Roger Angell on the unassisted triple play
Randy Velarde’s unassisted triple play, May 29, 2000 (Oakland at New York)
from A Pitcher's Story by Roger Angell (2001)
The Monday holiday celebration, against the brash, attractive Oakland Athletics, suffered by comparison and starter Andy Pettitte may have reflected that his 4-1 win might have been the only two-hitter in Yankee history that felt like an anticlimax. History, in any case, arrived in the sixth inning, but so quietly that its observers or acolytes -- the Yanks and A’s in the field and we in the stands -- could manage no more than a murmured “Wha’?” … “Huh?” when a low batted ball to Oakland second baseman Randy Velarde became three outs before our eyes. Velarde, completing the four or five steps required, flipped the ball to an umpire as he trotted toward his dugout, while realization and a great gabble of conversation and explanation rose from every side. The situation had been routine -- no outs, Tino Martinez on second base (he’d been hit by a pitch) and Posada on first after an infield error. When the pitcher, Omar Olivares, allowed the count on the next batter, Shane Spencer, to reach three-and-two, both runners took off with the next pietch, as expected. The ball, an undemanding chance, was gloved by Velarde at shoulder height, and he tagged Posada, in front of him on the base path, and unhurriedly continued to second, in plenty of time to step on the bag and double-off -- no, triple-off -- the returning Tino. Velarde, who is a former Yankee shortstop, had turned the same trick in spring training against the Dodgers five years ago. Practice makes perfect.
The play required so little skill and hustle that one’s first impulse was to think it was ordinary -- something that the game must crank out every week or so in its endless rounds of circumstance.
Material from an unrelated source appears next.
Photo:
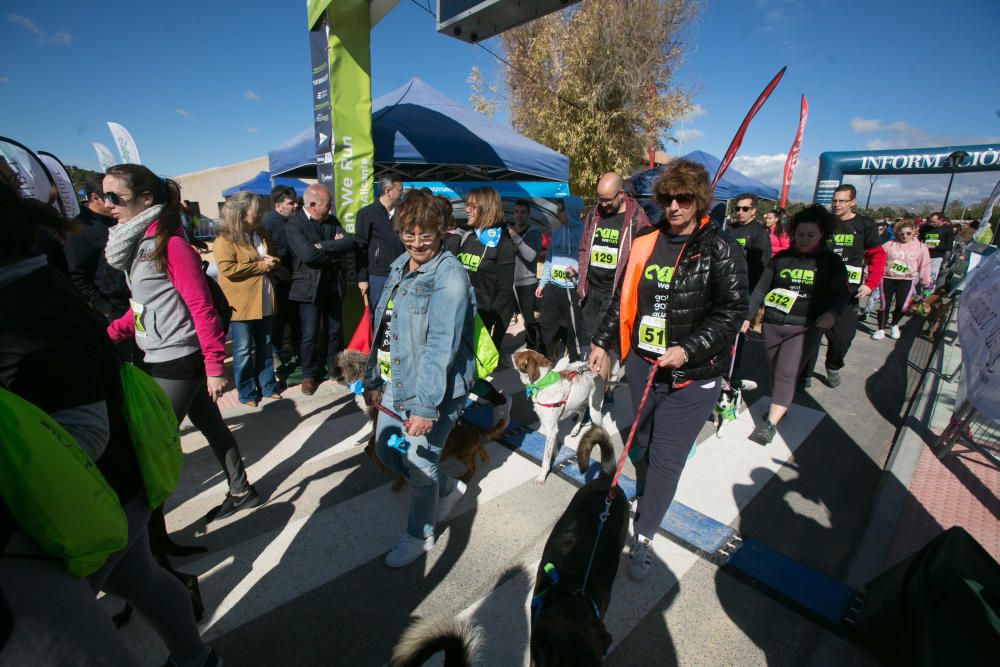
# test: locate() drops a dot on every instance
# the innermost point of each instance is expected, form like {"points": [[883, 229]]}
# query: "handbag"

But this was only the eleventh unassisted triple play in baseball history, and the first in any New York ballpark. I had not imagined such a thing and could claim memory of only two prior and assisted, unfabulous triple plays in all my years at the game. The next morning, I remembered to look in the box score, and there it was: “TP-Oakland 1 (Velarde).” An accompanying item listed the ten previous players who’d pulled off the chance -- baseball is the only sport that keeps this word in its lexicon -- going back to 1909, and including Bill Wabsganss, who did it in the World Series of 1920. Most of them were shortstops or second basemen, of course, but Johnny Neun, a first baseman with the Tigers, on May 31, 1927, grabbed a line drive struck by an Indians batter, tagged the next man on the base path, and, glimpsing history, ran all the way over to second to beat the other base runner to the bag. There had been an unassisted triple play pulled off by the Chicago Cubs in Pittsburg on the afternoon before Neun’s; the next one arrived forty-one years later.
I couldn’t get over what we’d seen -- and that the players appeared to have barely noticed it. “Yeah, strange” … “nope, never saw one” was the most that came out in the clubhouses. Shane Spencer, who had started it all, said, “It happens.” The play, I began to realize, had next to nothing to do with the participants: it was a statistical widgit, an idea more than a play. Len Berman, the sports anchor at New York’s Channnel 4, was scornful when he ran the clip the next evening, and called the moment less exciting than a hit batsman. I am still in the grip of it, though, and find myself foolishly murmuring, “I can’t believe it” when it comes back to mind. The unassisted triple play may confirm something that lies deep within the sensuousness and near-seriousness of baseball: the notion, so boring to non-fans, that in fact anything can happen out there if you wait long enough, and when it does you will be struck by a bolt of luck that never showed itself, here in New York, to Casey Stengel or Ring Lardner or Red Barber or Babe Ruth.